In the Land of Giants Read online

Page 2


  Naturally, the barmanu is similarly hairy, and apparently it gives off an unbearable stench.

  There are fuzzy recordings and distant photographs of yetis, but none reliable enough to guarantee its existence, and so the majority of the world remains convinced that this beast belongs to the limbo of fantasy.

  ‘If you don’t go to sleep, the yeti will come and eat you all up,’ parents in the mountains tell their children. Because to them, the creature is real. And they grant it the status of monster.

  IV

  THERE is a flight of stairs leading down from the entrance hall to the Magraners’ apartment. The front room is covered with photographs, paintings, and drawings that conjure up family members, places, and festivities, but your eyes are drawn to the picture-frame that occupies the centre of the large sideboard. This frame is decorated with roses from the garden, and it holds a photograph of Jordi atop a white horse and wearing a pakhol, the typical Chitral cap so popular among the Pashtuns. It is a kind of discreet altar to which someone has affixed a little card that reads: ‘Eternity receives you and keeps you in her universe of Peace.’

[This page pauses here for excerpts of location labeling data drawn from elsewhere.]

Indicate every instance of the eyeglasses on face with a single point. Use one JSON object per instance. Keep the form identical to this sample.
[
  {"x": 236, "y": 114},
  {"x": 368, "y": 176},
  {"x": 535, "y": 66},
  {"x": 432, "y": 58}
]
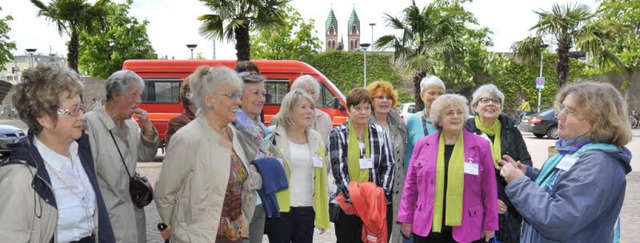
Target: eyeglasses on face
[
  {"x": 233, "y": 95},
  {"x": 74, "y": 111},
  {"x": 492, "y": 100}
]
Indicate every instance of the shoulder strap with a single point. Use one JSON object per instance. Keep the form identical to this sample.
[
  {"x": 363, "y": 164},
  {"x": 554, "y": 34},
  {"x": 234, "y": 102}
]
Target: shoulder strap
[{"x": 119, "y": 153}]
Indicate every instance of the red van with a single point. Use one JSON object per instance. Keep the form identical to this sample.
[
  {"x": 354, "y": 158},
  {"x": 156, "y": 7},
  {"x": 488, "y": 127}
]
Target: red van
[{"x": 161, "y": 95}]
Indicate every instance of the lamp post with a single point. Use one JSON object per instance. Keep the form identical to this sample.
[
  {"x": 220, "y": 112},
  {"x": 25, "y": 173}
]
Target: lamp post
[
  {"x": 542, "y": 48},
  {"x": 191, "y": 47},
  {"x": 31, "y": 51},
  {"x": 364, "y": 49},
  {"x": 372, "y": 24}
]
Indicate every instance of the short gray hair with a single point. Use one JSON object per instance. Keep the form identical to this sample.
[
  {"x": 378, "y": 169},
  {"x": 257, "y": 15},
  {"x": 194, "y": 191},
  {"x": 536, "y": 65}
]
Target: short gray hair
[
  {"x": 206, "y": 80},
  {"x": 289, "y": 102},
  {"x": 307, "y": 79},
  {"x": 490, "y": 89},
  {"x": 431, "y": 81},
  {"x": 447, "y": 101},
  {"x": 120, "y": 81}
]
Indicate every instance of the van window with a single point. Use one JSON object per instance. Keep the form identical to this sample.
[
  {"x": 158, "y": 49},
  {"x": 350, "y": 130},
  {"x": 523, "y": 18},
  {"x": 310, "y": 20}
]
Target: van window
[
  {"x": 276, "y": 90},
  {"x": 161, "y": 90},
  {"x": 326, "y": 98}
]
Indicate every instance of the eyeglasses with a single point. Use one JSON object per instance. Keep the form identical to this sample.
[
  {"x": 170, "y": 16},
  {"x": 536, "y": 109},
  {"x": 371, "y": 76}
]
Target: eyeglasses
[
  {"x": 569, "y": 111},
  {"x": 74, "y": 111},
  {"x": 234, "y": 95},
  {"x": 382, "y": 97},
  {"x": 251, "y": 77},
  {"x": 492, "y": 100}
]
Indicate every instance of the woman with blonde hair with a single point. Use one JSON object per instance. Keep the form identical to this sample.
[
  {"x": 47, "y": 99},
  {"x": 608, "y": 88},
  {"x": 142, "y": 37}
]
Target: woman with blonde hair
[
  {"x": 578, "y": 193},
  {"x": 305, "y": 203}
]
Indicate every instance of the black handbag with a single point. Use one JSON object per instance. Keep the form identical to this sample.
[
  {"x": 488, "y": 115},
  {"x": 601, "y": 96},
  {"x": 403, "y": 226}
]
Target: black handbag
[{"x": 140, "y": 189}]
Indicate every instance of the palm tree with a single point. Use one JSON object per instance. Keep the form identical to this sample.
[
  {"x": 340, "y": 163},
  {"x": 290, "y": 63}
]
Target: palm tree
[
  {"x": 73, "y": 17},
  {"x": 564, "y": 23},
  {"x": 240, "y": 16},
  {"x": 429, "y": 37}
]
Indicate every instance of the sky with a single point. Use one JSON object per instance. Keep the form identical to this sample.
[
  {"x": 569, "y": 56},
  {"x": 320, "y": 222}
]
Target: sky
[{"x": 173, "y": 23}]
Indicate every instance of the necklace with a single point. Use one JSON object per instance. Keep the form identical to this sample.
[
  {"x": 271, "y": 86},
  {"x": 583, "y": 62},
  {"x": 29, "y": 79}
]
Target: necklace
[{"x": 79, "y": 196}]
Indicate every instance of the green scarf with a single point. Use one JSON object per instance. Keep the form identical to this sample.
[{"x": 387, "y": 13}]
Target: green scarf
[
  {"x": 455, "y": 185},
  {"x": 353, "y": 155},
  {"x": 494, "y": 131}
]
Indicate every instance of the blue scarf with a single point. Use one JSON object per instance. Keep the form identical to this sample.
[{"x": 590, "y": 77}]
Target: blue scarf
[{"x": 549, "y": 173}]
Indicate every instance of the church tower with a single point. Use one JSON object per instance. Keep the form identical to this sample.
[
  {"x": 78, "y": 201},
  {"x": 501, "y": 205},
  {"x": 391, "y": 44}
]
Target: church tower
[
  {"x": 331, "y": 32},
  {"x": 353, "y": 30}
]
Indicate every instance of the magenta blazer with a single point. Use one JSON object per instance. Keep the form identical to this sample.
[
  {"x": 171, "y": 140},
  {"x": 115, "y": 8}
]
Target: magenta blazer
[{"x": 480, "y": 198}]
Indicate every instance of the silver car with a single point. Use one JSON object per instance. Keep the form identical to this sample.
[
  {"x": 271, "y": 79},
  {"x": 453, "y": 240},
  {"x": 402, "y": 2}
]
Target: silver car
[{"x": 9, "y": 136}]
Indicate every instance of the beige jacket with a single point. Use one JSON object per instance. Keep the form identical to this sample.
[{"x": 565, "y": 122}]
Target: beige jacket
[
  {"x": 193, "y": 183},
  {"x": 16, "y": 180},
  {"x": 128, "y": 221}
]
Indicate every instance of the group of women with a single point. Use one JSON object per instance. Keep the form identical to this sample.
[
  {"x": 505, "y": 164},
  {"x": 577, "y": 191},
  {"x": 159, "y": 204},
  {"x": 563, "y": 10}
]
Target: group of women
[{"x": 226, "y": 177}]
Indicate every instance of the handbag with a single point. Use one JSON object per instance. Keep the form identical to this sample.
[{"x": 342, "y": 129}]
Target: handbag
[{"x": 140, "y": 189}]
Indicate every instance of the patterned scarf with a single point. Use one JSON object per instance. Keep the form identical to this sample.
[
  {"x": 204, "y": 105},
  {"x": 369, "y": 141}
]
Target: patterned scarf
[{"x": 494, "y": 131}]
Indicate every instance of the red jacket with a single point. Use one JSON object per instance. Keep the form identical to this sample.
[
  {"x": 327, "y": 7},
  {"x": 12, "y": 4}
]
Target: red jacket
[{"x": 368, "y": 203}]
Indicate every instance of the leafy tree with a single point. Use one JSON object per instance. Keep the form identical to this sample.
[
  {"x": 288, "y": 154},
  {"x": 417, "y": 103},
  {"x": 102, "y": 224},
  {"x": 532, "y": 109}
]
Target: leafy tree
[
  {"x": 123, "y": 38},
  {"x": 568, "y": 25},
  {"x": 432, "y": 41},
  {"x": 5, "y": 45},
  {"x": 240, "y": 16},
  {"x": 296, "y": 38},
  {"x": 74, "y": 17},
  {"x": 626, "y": 44}
]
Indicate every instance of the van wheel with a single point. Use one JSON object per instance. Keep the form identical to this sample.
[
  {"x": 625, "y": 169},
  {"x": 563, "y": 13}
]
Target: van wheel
[{"x": 553, "y": 132}]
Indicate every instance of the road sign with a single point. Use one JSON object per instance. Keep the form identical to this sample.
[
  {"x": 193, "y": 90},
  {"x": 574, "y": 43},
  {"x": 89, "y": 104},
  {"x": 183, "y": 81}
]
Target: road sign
[{"x": 539, "y": 82}]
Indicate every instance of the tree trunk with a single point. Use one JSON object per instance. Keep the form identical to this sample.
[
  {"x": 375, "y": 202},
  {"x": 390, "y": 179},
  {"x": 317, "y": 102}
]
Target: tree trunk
[
  {"x": 242, "y": 43},
  {"x": 72, "y": 56},
  {"x": 416, "y": 85},
  {"x": 562, "y": 66}
]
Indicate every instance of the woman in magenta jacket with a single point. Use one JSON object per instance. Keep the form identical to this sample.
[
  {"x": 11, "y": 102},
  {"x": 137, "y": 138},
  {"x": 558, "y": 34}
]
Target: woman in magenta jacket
[{"x": 450, "y": 191}]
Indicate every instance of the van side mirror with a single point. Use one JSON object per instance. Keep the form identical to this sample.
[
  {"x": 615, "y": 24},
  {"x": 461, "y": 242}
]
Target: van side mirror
[{"x": 337, "y": 104}]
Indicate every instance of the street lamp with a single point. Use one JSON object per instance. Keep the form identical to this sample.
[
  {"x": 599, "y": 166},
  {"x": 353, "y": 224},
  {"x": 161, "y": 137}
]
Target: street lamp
[
  {"x": 542, "y": 48},
  {"x": 364, "y": 46},
  {"x": 31, "y": 51},
  {"x": 191, "y": 47},
  {"x": 372, "y": 24}
]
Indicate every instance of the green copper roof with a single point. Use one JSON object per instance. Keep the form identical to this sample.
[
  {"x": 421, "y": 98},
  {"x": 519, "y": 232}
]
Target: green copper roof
[
  {"x": 331, "y": 20},
  {"x": 353, "y": 20}
]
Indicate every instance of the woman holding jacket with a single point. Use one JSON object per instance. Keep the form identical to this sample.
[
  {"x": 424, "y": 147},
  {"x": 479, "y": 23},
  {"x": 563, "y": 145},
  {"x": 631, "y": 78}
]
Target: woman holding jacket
[
  {"x": 384, "y": 98},
  {"x": 505, "y": 138},
  {"x": 203, "y": 191},
  {"x": 450, "y": 192},
  {"x": 305, "y": 203},
  {"x": 48, "y": 187},
  {"x": 360, "y": 154}
]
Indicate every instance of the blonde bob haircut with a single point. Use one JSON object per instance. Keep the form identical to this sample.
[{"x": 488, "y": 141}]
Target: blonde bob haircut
[
  {"x": 603, "y": 106},
  {"x": 382, "y": 87},
  {"x": 445, "y": 102},
  {"x": 289, "y": 103}
]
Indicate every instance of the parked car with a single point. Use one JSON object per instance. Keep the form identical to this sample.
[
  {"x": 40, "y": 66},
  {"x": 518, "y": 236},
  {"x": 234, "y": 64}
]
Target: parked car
[
  {"x": 406, "y": 109},
  {"x": 541, "y": 124},
  {"x": 9, "y": 136}
]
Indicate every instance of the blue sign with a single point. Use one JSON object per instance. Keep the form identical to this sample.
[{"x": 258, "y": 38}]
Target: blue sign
[{"x": 539, "y": 82}]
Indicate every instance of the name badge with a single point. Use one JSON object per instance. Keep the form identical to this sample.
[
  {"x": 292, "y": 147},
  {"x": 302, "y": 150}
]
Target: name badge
[
  {"x": 567, "y": 162},
  {"x": 317, "y": 161},
  {"x": 470, "y": 167},
  {"x": 366, "y": 163}
]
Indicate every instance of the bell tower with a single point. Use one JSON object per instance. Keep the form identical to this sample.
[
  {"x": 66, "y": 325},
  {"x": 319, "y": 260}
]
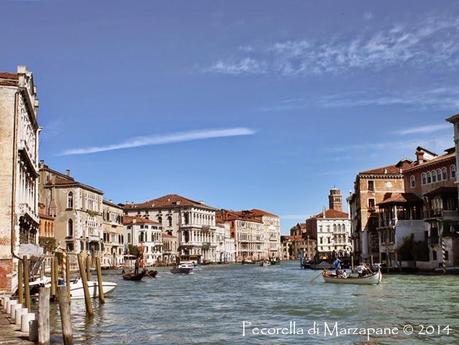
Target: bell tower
[{"x": 335, "y": 199}]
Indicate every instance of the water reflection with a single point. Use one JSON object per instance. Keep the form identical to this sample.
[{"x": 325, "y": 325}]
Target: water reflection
[{"x": 210, "y": 305}]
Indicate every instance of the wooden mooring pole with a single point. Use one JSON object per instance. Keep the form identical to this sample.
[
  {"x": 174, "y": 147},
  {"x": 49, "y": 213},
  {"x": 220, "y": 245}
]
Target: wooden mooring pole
[
  {"x": 88, "y": 267},
  {"x": 26, "y": 282},
  {"x": 20, "y": 282},
  {"x": 99, "y": 281},
  {"x": 84, "y": 280},
  {"x": 53, "y": 279},
  {"x": 64, "y": 308},
  {"x": 43, "y": 317}
]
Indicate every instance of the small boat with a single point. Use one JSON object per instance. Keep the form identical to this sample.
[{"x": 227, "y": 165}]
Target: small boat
[
  {"x": 182, "y": 268},
  {"x": 371, "y": 279},
  {"x": 134, "y": 276},
  {"x": 152, "y": 273}
]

  Sitting in front of this picture, Esperanza and Dolores talked for two-and-a-half days, drinking kir, eating cheeses, Saint-Félicien and Saint-Marcellin, cooking chicken in the oven. That first afternoon, Esperanza emphasised the mistrust with which she, along with the rest of the family, still regarded me.

  ‘When we got your letter, my brother Andrés said, “Throw it away.” There have been a lot of people who’ve come, asking for pieces of information, bits of paper. We go to the trouble of getting all the information together, we hand it over, and then they disappear. It’s always the same. We’re tired of it.’

  It had taken me nearly three months to persuade the Magraners to let me at least visit them, and now that I found myself at last on the other side of the door, I was resolved to go through with my plan.

  ‘I’m sorting out Jordi’s diaries, between 1987 and 2002,’ Esperanza said then. ‘Up till last year [2008], I just couldn’t find the strength to touch his papers … I’m arranging them year by year. The good thing is he used to write quite a lot. Some documents have been lost, but still there’s a lot of material. That is good, right?’

  A football banged against the garden window.

  ‘Damn Muzzies!’ exclaimed Esperanza. ‘They’re everywhere, these people, always bothering us …’

  ‘No,’ said her mother. A silhouette crouched down on the other side of the curtain, then straightened up with the ball. ‘They’re good people, these people — our neighbours have never given me any cause to complain. They say hello politely, and they’re always very nice to me. We mustn’t go confusing one thing with another.’

  Later, Dolores took out all of Jordi’s letters that were piled up in a chocolate box, and read out odd lines. Sometimes she’d laugh. Sometimes she would fall into a long silence. At night, she let me sleep in the bed that had been her son’s. The bedroom has space for a small wardrobe, three cheap bookcases, a little table, two chairs, and a bed, pushed into the corner by the barred window that looks out onto the street. This made the mattress an exceptional platform from which to get closer to Jordi’s world. Only the cleanness slightly belied the impression of being in a place that had not been touched in years. All manner of things poked out between the books and files, with no particular sense of order: a quiver filled with arrows, a bow, trophies, pots, a wooden Kalash container for melting butter and cheese, an otter-skin, a homemade slingshot, horsehair, daggers, swords …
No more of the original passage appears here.